なつくなつかないは個体差が非常に大きいため、場合によっては利口に飼い主を認識して手乗りができるようになったりもしますが基本的には観賞用のペットと思った方がよいでしょう。

大きさや生態はだいたいハムスターと同じように考えてよいですが、外観の特長として細くて長い尻尾とフサフサの毛並みが挙げられます。

色は基本的に「ノーマル」という茶色のタイプが最も多く、他にもブラックやホワイト、シナモンといったさまざまなタイプがあります。

飼育そのものは手間がかからず便利です

ハムスターほどではないにしろ、スナネズミは小型動物の中で人気の高いペットです。
その理由は体が大きく室内に大きなスペースを必要としないことと、もう一つ糞尿の臭いがあまりせず、抜け毛も少ないので飼育に手間がかからないということがあります。

また基本的に鳴き声のない動物であることから室内に置いておいても騒音に悩まされることもなく、回し車を静音タイプにしておけば夜中もそれほど気になりません。

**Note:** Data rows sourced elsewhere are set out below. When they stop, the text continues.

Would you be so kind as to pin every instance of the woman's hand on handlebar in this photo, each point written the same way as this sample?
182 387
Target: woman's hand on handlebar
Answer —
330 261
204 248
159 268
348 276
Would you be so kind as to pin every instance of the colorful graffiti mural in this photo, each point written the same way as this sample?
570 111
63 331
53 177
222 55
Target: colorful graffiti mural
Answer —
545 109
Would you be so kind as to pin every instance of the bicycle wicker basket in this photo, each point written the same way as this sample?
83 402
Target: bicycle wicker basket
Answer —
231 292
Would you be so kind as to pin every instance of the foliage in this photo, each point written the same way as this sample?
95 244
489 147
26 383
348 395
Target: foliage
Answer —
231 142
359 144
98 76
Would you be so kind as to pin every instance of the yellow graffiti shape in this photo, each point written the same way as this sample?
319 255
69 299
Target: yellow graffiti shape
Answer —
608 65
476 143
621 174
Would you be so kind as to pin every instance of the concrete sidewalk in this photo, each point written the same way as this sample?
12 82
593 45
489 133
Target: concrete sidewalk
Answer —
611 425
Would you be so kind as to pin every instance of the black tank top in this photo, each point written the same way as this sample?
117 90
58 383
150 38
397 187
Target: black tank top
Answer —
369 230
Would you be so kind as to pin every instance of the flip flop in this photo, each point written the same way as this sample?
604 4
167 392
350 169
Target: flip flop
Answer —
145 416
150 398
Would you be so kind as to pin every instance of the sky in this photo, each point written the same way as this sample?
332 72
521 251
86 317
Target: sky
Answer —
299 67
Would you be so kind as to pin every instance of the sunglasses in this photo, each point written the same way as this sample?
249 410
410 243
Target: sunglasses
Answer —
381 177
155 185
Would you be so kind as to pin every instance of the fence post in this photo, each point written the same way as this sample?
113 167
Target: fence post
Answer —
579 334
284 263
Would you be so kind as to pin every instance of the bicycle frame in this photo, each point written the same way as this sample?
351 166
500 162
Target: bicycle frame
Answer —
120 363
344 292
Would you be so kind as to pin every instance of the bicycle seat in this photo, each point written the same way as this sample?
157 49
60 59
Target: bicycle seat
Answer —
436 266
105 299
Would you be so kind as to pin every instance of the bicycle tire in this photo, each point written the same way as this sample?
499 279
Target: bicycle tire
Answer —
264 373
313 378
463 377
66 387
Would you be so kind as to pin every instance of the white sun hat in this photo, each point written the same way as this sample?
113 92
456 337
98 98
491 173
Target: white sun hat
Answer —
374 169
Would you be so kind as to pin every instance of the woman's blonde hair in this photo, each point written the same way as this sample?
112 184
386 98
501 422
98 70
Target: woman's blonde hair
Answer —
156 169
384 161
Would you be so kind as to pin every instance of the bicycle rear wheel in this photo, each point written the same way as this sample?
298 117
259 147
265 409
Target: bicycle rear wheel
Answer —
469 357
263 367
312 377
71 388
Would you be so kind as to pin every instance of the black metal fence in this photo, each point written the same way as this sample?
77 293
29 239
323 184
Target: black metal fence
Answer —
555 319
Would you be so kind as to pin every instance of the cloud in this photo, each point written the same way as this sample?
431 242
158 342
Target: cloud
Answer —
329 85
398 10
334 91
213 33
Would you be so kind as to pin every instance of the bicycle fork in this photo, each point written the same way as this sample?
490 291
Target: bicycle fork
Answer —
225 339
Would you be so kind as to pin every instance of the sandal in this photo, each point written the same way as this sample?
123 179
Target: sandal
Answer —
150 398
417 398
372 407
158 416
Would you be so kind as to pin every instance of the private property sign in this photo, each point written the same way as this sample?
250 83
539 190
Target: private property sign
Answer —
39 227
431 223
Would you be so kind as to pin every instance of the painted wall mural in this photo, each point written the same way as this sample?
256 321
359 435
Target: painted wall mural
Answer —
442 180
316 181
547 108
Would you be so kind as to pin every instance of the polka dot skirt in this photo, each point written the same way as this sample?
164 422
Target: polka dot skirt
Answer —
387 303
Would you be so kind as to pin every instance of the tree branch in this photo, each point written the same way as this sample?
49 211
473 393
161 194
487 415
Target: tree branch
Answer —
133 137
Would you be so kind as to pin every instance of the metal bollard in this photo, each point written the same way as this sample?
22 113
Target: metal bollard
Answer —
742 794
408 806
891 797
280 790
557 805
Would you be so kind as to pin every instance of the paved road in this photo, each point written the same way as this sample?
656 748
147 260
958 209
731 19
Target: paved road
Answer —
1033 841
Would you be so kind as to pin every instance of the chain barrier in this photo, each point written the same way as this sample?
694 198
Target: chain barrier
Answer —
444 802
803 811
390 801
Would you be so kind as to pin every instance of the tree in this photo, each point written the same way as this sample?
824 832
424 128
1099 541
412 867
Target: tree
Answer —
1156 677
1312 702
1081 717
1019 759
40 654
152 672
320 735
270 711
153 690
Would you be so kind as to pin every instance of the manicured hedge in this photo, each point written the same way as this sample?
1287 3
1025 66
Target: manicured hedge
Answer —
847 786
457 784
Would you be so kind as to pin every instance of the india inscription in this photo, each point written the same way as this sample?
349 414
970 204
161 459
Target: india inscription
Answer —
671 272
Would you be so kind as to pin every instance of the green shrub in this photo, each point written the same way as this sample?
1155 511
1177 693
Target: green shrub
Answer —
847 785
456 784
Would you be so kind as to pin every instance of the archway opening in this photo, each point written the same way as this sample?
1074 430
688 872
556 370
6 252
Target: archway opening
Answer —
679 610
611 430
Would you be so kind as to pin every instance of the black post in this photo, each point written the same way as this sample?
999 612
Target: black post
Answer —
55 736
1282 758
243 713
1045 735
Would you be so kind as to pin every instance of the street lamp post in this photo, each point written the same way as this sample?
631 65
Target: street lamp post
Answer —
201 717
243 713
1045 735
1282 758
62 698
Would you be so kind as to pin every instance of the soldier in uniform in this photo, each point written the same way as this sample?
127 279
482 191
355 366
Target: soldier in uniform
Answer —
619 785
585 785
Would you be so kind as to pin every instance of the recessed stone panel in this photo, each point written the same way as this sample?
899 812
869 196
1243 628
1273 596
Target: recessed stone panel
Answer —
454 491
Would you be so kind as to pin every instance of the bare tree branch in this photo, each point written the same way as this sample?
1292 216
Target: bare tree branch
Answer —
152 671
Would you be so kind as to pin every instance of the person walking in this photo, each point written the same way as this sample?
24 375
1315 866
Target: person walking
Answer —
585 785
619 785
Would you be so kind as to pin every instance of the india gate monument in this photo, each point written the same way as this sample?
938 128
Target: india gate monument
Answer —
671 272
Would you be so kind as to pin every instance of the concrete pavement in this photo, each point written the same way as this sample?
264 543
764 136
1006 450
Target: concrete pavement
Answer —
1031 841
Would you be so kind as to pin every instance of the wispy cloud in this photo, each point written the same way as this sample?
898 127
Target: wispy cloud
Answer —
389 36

それともともと冷え込みの強い山岳地域に住んでいたことから、寒さ耐性に強いというところも大きなポイントです。

暑さには弱いため25℃以上にならないように夏場の気温には気を使ってあげなければならないのですが、寒さについては10℃くらいまで耐えることができ他のペットよりもかなり強い体を持っています。

ペットショップなどではよく同じケージ内にたくさんのスナネズミが入れられている様子を見かけますが、スナネズミは集団で行動することが多く、多頭飼育にも適しています。

一方で非常に繁殖力が強く、一年中発情期である上に一回の出産あたりで1~12頭の子供が生まれてしまうので、気がついたら膨大な数になってしまっていたというようなこともよくあります。